À retenir / Action rapide
À retenir :
- L’hygiène et le lavage des mains évitent la majorité des maladies infectieuses en bivouac.
- Le cathole (15–20 cm) est la méthode de base quand le sol le permet.
- Papier/lingettes visibles = pollution et risque sanitaire.
- En groupe, une zone sanitaire organisée évite tensions et contamination.
- Quand creuser est impossible, la solution propre est d’emporter.

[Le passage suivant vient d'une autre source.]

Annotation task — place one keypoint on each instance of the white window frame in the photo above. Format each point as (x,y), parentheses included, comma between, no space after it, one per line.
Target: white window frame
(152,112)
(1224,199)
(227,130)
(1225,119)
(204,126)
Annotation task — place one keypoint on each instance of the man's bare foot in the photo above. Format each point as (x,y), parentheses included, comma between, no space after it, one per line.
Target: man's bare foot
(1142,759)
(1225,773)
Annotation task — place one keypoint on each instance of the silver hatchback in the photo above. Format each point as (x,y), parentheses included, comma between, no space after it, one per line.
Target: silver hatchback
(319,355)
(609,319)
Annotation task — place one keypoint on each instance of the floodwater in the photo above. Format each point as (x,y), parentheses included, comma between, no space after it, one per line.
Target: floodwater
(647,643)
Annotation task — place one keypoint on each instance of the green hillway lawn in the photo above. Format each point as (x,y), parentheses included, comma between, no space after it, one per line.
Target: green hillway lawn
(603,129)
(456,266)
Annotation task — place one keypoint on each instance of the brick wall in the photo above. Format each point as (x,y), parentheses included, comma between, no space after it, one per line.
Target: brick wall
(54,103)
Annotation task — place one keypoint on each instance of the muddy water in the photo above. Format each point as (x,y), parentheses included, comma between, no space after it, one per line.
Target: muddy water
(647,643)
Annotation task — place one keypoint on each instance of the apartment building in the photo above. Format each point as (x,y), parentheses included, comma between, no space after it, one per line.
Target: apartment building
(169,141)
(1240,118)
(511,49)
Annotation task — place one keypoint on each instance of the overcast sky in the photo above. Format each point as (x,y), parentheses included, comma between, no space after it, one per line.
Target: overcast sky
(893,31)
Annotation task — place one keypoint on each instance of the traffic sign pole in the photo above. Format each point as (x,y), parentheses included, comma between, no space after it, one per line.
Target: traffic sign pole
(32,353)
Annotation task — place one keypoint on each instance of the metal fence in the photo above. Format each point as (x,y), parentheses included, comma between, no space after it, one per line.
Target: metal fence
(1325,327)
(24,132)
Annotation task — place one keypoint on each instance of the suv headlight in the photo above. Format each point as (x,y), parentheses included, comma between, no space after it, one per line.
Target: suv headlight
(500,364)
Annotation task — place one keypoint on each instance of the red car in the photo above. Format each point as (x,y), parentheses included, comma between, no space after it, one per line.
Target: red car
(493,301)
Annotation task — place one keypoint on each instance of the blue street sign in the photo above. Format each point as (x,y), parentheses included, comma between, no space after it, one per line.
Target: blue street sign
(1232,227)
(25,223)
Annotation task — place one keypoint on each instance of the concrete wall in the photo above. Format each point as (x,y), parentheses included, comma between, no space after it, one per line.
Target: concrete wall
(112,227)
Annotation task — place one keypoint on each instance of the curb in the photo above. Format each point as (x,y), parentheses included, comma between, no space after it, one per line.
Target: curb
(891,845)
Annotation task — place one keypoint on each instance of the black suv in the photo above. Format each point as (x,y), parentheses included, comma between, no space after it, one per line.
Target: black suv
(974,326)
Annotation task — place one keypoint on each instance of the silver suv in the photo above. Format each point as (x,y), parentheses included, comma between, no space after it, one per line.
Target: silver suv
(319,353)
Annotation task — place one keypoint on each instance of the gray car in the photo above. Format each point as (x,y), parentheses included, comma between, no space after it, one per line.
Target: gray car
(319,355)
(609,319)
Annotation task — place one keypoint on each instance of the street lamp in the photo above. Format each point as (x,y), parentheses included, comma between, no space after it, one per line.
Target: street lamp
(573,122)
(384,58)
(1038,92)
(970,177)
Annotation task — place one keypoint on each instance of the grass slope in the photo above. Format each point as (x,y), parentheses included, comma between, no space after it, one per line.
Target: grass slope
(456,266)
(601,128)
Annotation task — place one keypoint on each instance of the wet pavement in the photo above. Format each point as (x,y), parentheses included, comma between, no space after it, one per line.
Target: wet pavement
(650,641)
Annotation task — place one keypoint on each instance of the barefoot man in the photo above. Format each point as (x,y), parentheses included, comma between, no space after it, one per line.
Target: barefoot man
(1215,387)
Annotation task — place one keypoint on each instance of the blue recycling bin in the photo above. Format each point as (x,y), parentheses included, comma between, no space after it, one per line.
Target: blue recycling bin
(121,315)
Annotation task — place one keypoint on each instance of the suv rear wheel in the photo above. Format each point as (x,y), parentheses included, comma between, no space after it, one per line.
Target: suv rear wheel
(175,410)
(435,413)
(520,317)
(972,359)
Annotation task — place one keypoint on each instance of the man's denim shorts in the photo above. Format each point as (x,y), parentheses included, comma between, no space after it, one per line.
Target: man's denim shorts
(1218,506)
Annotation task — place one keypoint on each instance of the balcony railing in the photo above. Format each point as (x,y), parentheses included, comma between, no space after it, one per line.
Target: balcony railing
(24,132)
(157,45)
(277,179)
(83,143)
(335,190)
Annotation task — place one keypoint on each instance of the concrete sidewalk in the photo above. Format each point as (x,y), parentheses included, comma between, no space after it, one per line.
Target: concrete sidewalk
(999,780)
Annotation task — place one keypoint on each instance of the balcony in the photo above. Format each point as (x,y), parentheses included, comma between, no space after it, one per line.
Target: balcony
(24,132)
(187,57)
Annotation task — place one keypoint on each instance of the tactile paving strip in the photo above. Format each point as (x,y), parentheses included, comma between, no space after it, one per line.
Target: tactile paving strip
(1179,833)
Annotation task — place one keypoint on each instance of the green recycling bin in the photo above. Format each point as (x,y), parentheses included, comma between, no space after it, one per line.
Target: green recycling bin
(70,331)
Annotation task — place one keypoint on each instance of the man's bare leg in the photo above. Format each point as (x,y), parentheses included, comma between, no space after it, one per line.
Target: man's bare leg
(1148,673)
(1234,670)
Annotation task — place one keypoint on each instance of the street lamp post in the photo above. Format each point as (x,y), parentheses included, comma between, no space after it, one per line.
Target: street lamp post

Action rapide (protocole en 2 minutes) :
- Éloignez-vous de l’eau, du camp, des sentiers.
- Creusez 15–20 cm.
- Faites, gérez le papier proprement.
- Recouvrez et effacez la trace.
- Désinfectez vos mains immédiatement.
Faire ses besoins en pleine nature peut sembler anecdotique, mais c’est en réalité une compétence essentielle pour toute personne pratiquant la randonnée, le bivouac ou la survie. Bien géré, ce geste banal devient invisible, sans impact pour l’environnement, sans risque pour votre santé et sans gêne pour ceux qui vous entourent. Mal géré, il peut au contraire transformer une aventure en véritable problème sanitaire.
Avec quelques réflexes simples — s’éloigner de l’eau, creuser correctement, gérer le papier proprement et surtout se laver les mains — vous éliminez l’immense majorité des dangers liés aux bactéries, microbes et autres agents pathogènes. Ce sont ces petits détails, répétés avec rigueur, qui font la différence entre une expédition confortable et une situation qui dérape.
Respecter ces règles, c’est aussi respecter la nature elle-même et ceux qui passeront après vous. Laisser un lieu propre, sans trace, fait partie de l’éthique du plein-air au même titre que ne pas abandonner ses déchets ou préserver les sources d’eau.
En adoptant ces bonnes pratiques dès aujourd’hui, vous gagnez en autonomie, en sécurité et en sérénité. Car en survie comme en randonnée, les vraies compétences ne sont pas toujours spectaculaires : elles sont souvent discrètes, simples… et terriblement efficaces.